The Elder Sign i
Piętaszek sprawdzają się u mnie całkiem fajnie. Kiedyś grałem w
Ticket to Ride i w wersji cyfrowej gra się faktycznie błyskawicznie. Ale ja najwięcej czasu poświęciłem chyba
Carcassone z dwoma dodatkami. Tyle, że w pewnym momencie w starej wersji nie grałem już o wygraną a o przewagę, bo nawet na najwyższych poziomach komputerowy przeciwnik bardzo odstawał, a w granie w multi wymagałoby zarezerwowania sobie czasu i już nie jest to wtedy szybka gra w międzyczasie. Możliwe, że nowa odświeżona wersja gry (dalej mówię o cyfrowej) poprawiła SI, ale tej już nie kupowałem, bo dla samej grafiki bez sensu płacić drugi raz za to samo.

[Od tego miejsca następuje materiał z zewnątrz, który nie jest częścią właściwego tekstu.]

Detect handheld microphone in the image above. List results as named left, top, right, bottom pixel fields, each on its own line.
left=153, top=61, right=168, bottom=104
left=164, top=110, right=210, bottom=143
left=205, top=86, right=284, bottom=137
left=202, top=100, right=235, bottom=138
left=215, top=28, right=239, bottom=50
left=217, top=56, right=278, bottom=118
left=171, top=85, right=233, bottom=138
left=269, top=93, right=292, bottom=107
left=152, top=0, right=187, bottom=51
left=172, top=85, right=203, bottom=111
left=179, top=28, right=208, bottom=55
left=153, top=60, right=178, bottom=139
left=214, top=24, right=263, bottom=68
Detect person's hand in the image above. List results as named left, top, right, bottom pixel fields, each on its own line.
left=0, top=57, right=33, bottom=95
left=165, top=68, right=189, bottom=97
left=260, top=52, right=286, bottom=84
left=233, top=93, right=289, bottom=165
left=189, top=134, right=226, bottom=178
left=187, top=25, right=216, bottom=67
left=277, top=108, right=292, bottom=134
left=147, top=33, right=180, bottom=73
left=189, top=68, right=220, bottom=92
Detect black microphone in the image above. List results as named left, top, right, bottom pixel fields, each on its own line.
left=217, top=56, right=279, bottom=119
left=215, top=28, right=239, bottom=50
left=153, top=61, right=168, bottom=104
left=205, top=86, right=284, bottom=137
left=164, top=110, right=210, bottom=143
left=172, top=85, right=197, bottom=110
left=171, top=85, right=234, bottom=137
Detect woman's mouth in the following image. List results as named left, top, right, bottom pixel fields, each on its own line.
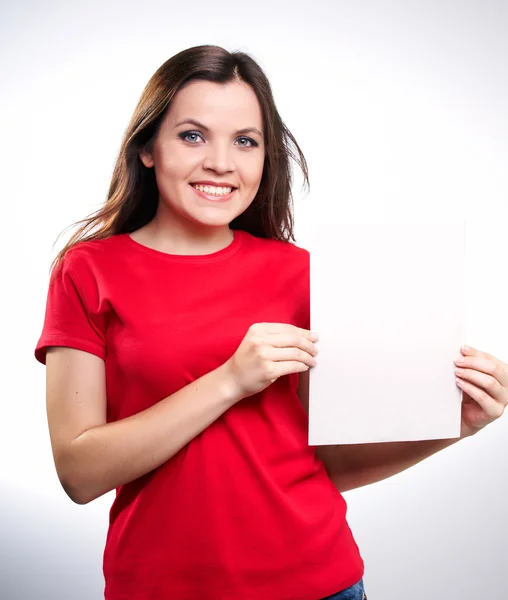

Pandemia w wersji cyfrowej też jest całkiem przyjemna. Za to
Zamki Szalonego Króla jakoś mnie nie przekonały.
Neuroshima Hex to też nie mój typ rozgrywki i myślę, że albo trzeba ją znać z wersji papierowej albo próg wejścia będzie całkiem spory.
Splendor jest przyjemny i nawet jak się znudzi podstawowy tryb, to jest tam tryb "fabularny" w postaci łamigłówek - wygraj w X ruchach, zdobądz X punktów, czy jakoś tak. Colt Express kupiłem i zagrałem dwa razy, bo to jednak imprezówka do pośmiania się ze znajomymi i w papierową wersję bawię się wyśmienicie, a w cyfrowej, chociaż pierwszorzędnie zrobionej, tryb fabularny to eksplozja losowości i tylko odrobina satysfakcji jak się uda. Odbiłem się jeszcze od
Agricoli. Bardzo przyjemny i zabawny, z ciekawym trybem fabularnym jest
Galaxy Trucker. Ma świetenie zrobiony tutorial. Minus, że to gra na czas, więc większy ekran jest pomocny. Ale za to robienie misji w kampanii sprawdza się bardzo dobrze.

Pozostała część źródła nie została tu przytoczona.